Uzdrowienie Pasterza zaczęło się niemal natychmiast od jego pytania. Miał wrażenie, że wdychane powietrze stało się lodowate do tego stopnia, że sięga mu aż do wnętrza czaszki, kłując w głowę i powodując mroczki. Wiotkie łapy niemal zmusiły go by wywrócił się na bok, ale doświadczony samiec zdołałby w porę złapać równowagę. Łaska Erycala była bolesna, lecz o przypominającym sen bólu zapominało się prędko, na rzecz korzyści.

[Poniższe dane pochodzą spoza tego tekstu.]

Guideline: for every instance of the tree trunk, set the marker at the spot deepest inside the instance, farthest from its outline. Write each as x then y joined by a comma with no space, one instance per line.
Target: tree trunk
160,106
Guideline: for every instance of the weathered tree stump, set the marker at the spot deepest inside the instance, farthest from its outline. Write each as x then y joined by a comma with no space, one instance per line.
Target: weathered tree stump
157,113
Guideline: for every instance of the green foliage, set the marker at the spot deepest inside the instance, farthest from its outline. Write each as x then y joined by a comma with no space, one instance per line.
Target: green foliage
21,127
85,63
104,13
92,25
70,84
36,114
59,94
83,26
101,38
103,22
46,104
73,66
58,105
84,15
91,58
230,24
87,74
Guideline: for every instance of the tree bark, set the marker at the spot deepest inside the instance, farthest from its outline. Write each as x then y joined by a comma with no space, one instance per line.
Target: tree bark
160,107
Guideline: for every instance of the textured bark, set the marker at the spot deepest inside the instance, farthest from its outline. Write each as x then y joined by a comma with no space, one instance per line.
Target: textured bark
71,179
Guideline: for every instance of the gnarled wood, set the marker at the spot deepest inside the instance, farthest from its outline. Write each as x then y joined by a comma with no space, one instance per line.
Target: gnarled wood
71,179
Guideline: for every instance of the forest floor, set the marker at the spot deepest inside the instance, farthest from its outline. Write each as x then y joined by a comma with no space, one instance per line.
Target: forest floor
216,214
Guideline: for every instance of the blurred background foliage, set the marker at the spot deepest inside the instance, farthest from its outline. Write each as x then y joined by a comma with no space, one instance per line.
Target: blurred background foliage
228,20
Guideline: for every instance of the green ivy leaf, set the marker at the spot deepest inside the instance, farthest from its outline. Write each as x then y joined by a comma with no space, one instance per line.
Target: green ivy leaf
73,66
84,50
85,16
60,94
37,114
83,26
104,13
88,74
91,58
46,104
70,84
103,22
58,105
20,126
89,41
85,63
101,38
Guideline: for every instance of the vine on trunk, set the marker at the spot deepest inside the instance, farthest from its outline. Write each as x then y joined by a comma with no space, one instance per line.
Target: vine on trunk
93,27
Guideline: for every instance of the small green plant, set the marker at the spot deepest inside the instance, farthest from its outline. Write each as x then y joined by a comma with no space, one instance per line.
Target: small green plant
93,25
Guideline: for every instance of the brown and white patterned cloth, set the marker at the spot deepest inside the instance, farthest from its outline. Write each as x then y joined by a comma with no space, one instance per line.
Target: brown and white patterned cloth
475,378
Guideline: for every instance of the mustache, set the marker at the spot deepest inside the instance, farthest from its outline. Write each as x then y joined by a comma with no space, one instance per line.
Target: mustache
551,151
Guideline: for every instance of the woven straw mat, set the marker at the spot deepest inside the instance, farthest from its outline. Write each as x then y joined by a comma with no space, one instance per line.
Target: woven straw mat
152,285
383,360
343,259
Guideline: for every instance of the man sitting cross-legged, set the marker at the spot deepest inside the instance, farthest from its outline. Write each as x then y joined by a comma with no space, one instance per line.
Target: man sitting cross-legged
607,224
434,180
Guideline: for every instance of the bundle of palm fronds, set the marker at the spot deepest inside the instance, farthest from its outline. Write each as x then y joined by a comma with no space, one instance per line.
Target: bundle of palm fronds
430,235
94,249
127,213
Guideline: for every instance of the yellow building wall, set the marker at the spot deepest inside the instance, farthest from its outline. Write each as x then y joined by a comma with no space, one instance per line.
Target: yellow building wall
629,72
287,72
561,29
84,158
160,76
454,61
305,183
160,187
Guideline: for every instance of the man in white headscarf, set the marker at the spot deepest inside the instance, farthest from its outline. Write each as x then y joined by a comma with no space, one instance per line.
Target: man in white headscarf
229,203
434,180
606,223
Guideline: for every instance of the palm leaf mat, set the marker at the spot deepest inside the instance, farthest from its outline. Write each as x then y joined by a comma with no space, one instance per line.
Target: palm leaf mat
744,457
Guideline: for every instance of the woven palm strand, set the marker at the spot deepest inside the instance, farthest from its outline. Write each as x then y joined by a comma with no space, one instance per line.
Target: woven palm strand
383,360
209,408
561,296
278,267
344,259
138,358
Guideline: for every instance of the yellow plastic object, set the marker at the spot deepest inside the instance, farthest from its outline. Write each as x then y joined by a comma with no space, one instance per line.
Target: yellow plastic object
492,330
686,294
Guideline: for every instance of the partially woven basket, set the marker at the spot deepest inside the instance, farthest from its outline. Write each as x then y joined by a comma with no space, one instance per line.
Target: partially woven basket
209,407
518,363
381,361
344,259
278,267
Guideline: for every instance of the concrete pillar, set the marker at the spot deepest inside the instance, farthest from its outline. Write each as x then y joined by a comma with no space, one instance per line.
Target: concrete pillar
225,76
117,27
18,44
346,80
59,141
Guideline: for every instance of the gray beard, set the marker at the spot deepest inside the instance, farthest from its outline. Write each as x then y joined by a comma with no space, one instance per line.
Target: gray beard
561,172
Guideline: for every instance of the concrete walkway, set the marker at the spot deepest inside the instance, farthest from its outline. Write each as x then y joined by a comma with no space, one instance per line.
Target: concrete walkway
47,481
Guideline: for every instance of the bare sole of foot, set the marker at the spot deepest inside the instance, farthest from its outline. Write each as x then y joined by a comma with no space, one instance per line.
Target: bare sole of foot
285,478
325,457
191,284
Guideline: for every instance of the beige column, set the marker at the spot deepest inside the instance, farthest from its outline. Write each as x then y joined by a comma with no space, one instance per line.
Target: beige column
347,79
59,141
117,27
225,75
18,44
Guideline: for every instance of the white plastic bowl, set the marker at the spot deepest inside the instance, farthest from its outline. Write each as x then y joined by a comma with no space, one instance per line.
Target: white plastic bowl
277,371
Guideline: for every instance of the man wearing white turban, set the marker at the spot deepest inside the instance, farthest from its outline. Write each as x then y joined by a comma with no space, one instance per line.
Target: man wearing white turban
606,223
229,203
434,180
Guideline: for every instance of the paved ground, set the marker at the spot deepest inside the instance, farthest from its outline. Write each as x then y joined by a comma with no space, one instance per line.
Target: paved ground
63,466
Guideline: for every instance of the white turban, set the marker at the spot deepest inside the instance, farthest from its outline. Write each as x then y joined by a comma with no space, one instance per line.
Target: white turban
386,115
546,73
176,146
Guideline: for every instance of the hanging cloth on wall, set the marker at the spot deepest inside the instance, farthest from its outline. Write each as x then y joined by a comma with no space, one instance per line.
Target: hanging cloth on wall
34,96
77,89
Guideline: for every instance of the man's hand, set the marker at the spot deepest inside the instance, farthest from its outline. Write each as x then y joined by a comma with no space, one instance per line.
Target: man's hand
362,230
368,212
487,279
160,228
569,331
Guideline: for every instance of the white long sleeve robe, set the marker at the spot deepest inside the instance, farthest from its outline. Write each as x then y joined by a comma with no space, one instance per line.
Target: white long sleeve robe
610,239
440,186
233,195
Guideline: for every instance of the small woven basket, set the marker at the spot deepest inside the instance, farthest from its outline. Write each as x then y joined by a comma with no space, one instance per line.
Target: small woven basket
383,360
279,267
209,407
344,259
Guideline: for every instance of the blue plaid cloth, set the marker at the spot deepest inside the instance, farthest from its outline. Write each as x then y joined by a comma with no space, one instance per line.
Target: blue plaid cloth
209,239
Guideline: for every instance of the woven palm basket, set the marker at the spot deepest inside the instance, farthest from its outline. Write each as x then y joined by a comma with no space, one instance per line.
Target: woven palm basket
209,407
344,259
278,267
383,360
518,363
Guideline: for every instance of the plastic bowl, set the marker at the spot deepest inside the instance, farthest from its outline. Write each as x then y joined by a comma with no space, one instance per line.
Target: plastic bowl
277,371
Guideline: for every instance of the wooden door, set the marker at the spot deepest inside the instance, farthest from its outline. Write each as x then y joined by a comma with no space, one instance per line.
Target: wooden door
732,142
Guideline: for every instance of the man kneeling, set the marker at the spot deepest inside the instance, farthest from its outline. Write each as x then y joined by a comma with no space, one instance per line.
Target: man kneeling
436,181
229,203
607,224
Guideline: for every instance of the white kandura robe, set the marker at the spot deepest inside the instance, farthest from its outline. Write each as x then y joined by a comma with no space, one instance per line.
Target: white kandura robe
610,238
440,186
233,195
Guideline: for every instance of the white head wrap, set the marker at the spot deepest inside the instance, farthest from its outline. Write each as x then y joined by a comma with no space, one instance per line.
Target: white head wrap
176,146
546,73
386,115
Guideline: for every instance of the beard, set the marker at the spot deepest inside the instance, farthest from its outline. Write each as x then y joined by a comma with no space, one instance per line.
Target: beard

Gdy do sceny dotyczącej Powrotów dołączyła czarodziejka Mgieł, mogła zorientować się iż chłód wokół ołtarza jest nietypowo intensywny i to jeszcze przed procesem uzdrowienia. Dlaczego? Czyżby istniało w prośbie Słonecznej coś niewłaściwego? Coś co głęboko przemówiło do dotychczas apatycznego boga?
–
Więc cierp, zamiast udawać – lodowaty, choć pozbawiony faktycznych emocji syk dotknął znów Słonecznych uszu, choć Wrota również mogła coś usłyszeć. "Coś" nie było w tym przypadku rzeczywistą wypowiedzią Erycala, lecz bezsensownym zbitkiem słów.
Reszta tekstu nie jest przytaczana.